Original Article

Parametric methods for estimating survival in continuous ambulatory peritoneal dialysis patients in the presence of competing events

Abstract

Background & Aim: In many studies, the survival of patients with chronic kidney disease who are treated with peritoneal dialysis technique has been considered, while this is possible in peritoneal dialysis  patients  to switch  to another  treatment.  To achieve  more  accurate  estimation  of patient survival is necessary to examine all events. The purpose of this study is to estimate the cumulative incidence function (CIF) of events using competing risks method and then calculating the survival of patients treated with peritoneal dialysis.
Methods  & Materials:  This study includes  417 patients  with chronic  kidney disease who were under peritoneal  dialysis between  July 1996 and December  2009 in three centers in Tehran.
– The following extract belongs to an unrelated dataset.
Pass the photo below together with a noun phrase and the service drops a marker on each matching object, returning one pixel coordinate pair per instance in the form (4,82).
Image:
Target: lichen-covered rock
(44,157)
We achieved their survival by 13 years follow-up time. We have collected patient demographic data and clinical characteristics. CIF of death and other events was estimated using the cause-specific hazard approach  and  direct  approach. Parametric  regression  model  was  used  to  adjust  the  effects  of covariates. The data analysis was performed using the R software.
Results: In this study, the median follow-up time was 664 days. A total of 112 (26.9%) patients treated with peritoneal dialysis died before completing the study, and before the end of the study. One hundred  sixty seven  (40.0%)  patients  treated  with peritoneal  dialysis  changed  their dialysis method to hemodialysis or had renal transplantation .
Conclusion: The effective risk factors on death CIF and other competing events CIF were diabetes mellitus, albumin,  creatinine,  diastolic  blood  pressure,  urea  and  age,  creatinine,  diastolic  blood pressure, respectively.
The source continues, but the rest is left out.